The Metropolitan Pier and Exposition Authority of Illinois trimmed its spread penalties in the first primary outing of an Illinois-linked borrower to reap the benefits of the state’s positive rating momentum.
The agency that manages Chicago’s downtown convention center campus priced $811 million of refunding bonds Thursday.
It saw a 98 basis point spread to the Municipal Market Data’s AAA benchmark on its later maturing term bonds, and when accounting for the 4% coupons on the maturities the spread shrinks by 15 bps. Spreads also reflected a premium due the forward delivery of bonds in March which widens them.
Despite the premium, spread penalties narrowed to double-digits from triple digits.
MPEA saw a 199 bp spread on the only tax-exempt tranche in the agency’s deal last summer — a 22-year bond with a 5% coupon. In an early sign that the agency would fare better in the deal that priced Thursday, that bond had been trading at a 52 bp spread.
In a deal that priced in late 2019 and closed in early 2020, MPEA’s 30-year bond with a 4% coupon settled at a 162 bp spread to the AAA and more recently was trading at a 67 bp spread. Another 30-year bond in the deal with a 5% coupon landed at a 132 bp spread and had more recently traded at a 43 bp spread.

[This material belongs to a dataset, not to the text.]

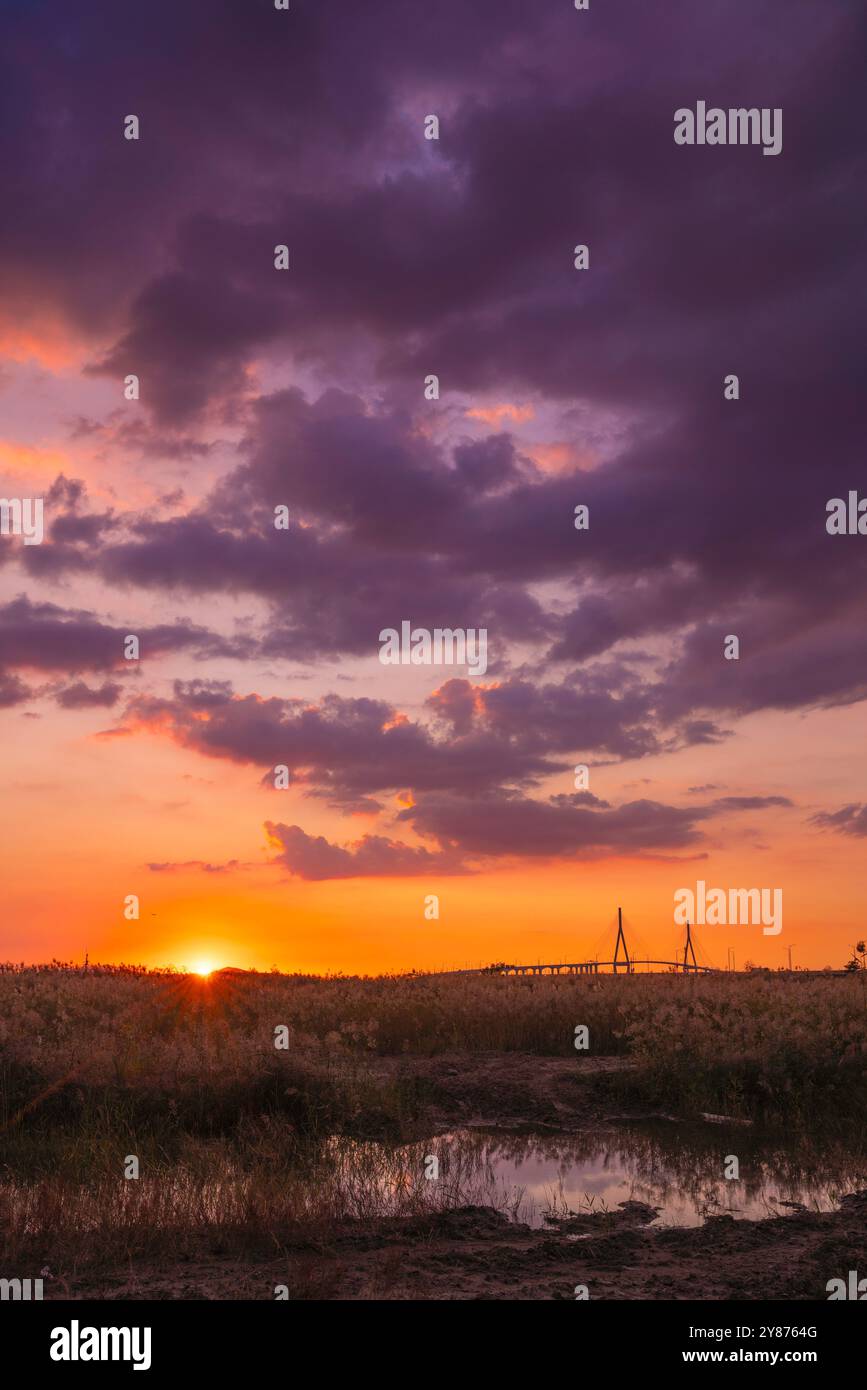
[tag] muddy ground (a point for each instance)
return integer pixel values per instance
(480, 1254)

A combination of market conditions with demand outstripping supply, a hunt for yield, a wider national upswing of credit quality thanks to the flood of federal relief, and Met Pier rating and outlook upgrades that followed positive rating action on Illinois over the last month buoyed the deal.

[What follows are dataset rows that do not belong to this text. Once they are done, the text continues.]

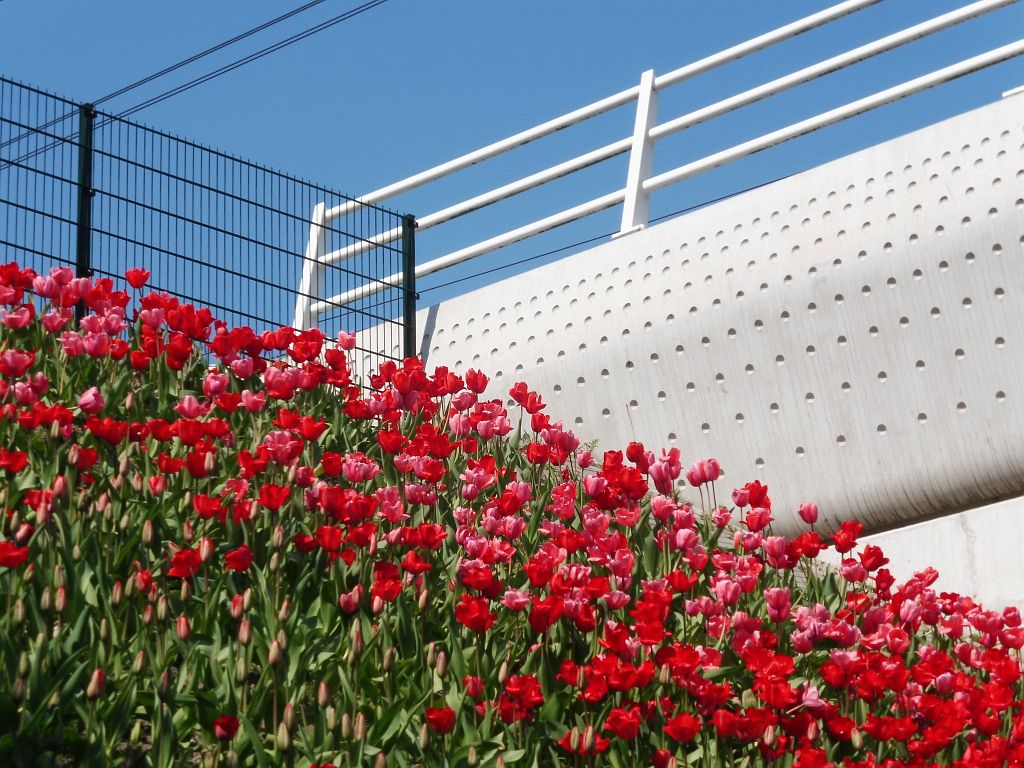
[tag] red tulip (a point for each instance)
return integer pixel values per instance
(239, 559)
(137, 276)
(11, 556)
(441, 719)
(225, 726)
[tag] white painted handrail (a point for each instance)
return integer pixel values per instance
(640, 145)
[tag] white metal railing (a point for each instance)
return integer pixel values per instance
(640, 181)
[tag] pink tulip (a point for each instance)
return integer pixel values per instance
(91, 401)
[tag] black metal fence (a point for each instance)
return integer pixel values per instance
(102, 194)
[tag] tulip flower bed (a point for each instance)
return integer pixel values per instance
(218, 549)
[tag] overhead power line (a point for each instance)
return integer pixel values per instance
(177, 66)
(208, 51)
(253, 56)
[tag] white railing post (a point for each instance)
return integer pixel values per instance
(635, 208)
(311, 285)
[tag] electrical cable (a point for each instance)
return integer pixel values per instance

“Munis of all stripes have been enjoying favorable perceptions of credit quality. Spreads (a leading indicator of credit quality) have been trending lower for the past six months and this is especially noticeable in some of the states with the highest profiles” like Illinois, New Jersey, and Connecticut, said Daniel Berger, senior market strategist at MMD-Refinitiv, said in the firm’s weekly report.
MPEA said it received orders from 49 investors.
“Interest in the authority’s bonds was strong across all maturities, including the current interest bonds and the capital appreciation bonds,” MPEA said in a statement. “While it’s always difficult to pinpoint, there were a number of tailwinds that likely helped the authority achieve a successful pricing” including rating momentum and market conditions.
The tourism and entertainment-driven taxes that backstop the authority’s debt were pummeled by the travel and social distancing measures imposed to fight the COVID-19 pandemic.
The deal scoops and tosses near-term debt service so Met Pier won’t have to draw on a state sales tax backup in fiscal 2022. The deal also achieved net present value savings.
Future scoop-and-toss restructurings are expected as the agency tries to match rebounding tax revenues on hotels, auto rentals, restaurants, and airport taxi rides — all of which plummeted in late fiscal 2020 and continued through fiscal 2021 — while also trimming the demands of an escalating debt service schedule.
Taxes are picking up and operations are resuming with the annual Chicago Auto Show opening Thursday for a five-day run. It typically runs in February for 10 days.
Ahead of the deal Fitch Ratings lifted MPEA’s outlook to positive from negative, affirming its BB-plus rating. That kept the rating one notch below the state’s. Fitch caps the rating at one notch below the state due to appropriation risk. Fitch last month moved the outlook on the state’s BBB-minus rating to positive.
S&P Global Ratings upgraded MPEA to BBB-plus with a stable outlook, citing its recent upgrade of Illinois to BBB from BBB-minus. S&P caps the rating at one notch above the state.
Kroll Bond Rating Agency assigned a first-time rating of AA-minus with a stable outlook.
Moody’s Investors Service raised MPEA’s rating one notch, bringing it back into investment grade at Baa3 after raising the state’s rating one notch to Baa2 earlier this month. It was not asked to rate the new MPEA bonds.
The agency has $3 billion of debt. Goldman Sachs and Citigroup were co-joint bookrunning senior managers.